The effort to safeguard Long Island’s groundwater proceeds on many fronts. Lots of talk, action and money have been devoted to protecting the region’s sole-source aquifer. But there always is more to do.
One step that must be taken involves state legislation passed this session by both the Senate and Assembly that provides much-needed regulation of large-scale mulch and composting operations. These facilities have been shown to leach contaminants into groundwater, most notably by a state probe of an operation on Horseblock Road in Yaphank. Testing done several years ago at the site and the area nearby revealed levels of manganese, ammonia and thallium, as well as gross alpha and gross beta — in other words, radioactivity — that exceeded drinking-water standards. Samples at other sites showed similar results.

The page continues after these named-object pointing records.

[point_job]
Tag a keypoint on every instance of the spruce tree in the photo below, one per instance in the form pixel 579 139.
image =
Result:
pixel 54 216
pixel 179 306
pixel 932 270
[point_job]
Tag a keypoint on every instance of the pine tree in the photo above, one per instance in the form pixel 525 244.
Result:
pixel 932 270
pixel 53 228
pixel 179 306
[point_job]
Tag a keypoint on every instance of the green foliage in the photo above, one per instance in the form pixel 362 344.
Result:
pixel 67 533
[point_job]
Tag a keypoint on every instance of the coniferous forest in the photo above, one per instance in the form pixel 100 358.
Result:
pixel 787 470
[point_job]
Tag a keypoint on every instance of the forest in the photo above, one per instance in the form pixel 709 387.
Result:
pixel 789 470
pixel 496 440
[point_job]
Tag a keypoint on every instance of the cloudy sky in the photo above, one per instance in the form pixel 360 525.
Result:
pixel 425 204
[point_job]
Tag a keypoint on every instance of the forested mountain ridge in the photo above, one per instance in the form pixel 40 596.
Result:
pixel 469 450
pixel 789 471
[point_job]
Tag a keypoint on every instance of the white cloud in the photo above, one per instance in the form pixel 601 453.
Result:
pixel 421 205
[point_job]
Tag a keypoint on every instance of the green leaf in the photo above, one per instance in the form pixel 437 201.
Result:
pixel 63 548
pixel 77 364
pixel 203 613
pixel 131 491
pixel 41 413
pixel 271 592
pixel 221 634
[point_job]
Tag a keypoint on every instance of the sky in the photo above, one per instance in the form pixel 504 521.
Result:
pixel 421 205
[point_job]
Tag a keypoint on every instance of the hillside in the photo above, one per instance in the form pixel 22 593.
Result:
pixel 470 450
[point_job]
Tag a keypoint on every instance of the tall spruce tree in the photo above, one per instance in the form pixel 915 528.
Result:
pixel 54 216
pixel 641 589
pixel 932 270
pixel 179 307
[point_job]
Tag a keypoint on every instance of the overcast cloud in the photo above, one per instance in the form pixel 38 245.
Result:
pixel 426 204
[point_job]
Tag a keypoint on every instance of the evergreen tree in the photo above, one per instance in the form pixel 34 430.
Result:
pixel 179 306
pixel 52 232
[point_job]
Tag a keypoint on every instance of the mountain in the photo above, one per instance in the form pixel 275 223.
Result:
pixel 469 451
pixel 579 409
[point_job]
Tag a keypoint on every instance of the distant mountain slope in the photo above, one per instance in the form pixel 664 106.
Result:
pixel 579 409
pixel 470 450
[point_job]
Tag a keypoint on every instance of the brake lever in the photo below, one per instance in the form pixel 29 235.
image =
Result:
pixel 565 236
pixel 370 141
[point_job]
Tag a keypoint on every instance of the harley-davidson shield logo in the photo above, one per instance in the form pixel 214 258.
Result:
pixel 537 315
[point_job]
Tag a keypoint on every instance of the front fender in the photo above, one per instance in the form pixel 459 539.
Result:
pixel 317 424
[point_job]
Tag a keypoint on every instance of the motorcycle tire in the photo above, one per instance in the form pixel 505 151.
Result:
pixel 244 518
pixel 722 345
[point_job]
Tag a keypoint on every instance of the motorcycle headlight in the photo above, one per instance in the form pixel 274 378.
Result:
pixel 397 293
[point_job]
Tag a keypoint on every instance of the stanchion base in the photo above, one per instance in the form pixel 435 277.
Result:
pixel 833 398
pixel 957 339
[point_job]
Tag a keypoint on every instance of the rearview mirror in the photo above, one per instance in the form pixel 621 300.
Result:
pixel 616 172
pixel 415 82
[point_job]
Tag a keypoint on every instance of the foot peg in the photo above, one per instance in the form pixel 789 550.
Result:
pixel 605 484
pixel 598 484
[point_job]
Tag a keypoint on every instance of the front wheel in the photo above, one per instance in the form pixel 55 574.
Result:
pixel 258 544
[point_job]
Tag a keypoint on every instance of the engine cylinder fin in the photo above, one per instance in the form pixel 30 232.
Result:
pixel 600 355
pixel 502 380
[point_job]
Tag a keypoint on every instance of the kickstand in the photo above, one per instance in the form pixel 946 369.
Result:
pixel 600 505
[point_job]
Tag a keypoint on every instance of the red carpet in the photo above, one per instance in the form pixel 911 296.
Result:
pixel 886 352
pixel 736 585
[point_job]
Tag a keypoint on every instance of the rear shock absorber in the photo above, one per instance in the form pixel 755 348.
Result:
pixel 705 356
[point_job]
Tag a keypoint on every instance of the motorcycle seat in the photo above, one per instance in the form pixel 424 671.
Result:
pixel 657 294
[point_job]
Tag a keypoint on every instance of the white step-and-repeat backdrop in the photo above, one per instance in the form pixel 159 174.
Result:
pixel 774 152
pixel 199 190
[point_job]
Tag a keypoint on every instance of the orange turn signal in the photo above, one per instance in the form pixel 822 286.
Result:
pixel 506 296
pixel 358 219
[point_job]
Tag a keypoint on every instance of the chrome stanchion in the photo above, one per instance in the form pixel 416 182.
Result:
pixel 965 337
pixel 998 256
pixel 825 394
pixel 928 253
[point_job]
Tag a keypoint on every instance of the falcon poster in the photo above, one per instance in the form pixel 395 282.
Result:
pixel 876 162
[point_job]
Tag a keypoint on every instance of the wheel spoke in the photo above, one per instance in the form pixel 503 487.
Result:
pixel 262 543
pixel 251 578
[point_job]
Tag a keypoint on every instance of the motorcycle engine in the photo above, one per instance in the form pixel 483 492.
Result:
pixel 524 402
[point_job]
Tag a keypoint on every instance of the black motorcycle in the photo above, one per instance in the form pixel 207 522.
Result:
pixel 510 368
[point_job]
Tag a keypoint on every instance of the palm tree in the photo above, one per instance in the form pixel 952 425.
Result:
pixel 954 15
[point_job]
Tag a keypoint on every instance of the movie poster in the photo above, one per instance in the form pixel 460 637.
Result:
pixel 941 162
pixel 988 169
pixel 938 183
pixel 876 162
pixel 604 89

In 2015, Gov. Andrew M. Cuomo vetoed legislation much like the current bill, saying the state Department of Environmental Conservation should include such measures in its revision of regulations for solid waste. The DEC’s draft update indeed is better than the existing rules, but the bill is even tougher. Sponsored by Assemb. Steve Englebright (D-Setauket) and Sen. Ken LaValle (R-Port Jefferson), it explicitly requires the use of impermeable liners and testing for water quality around these facilities, as well as the suppression of odor and dust.
This time, Cuomo should sign the legislation.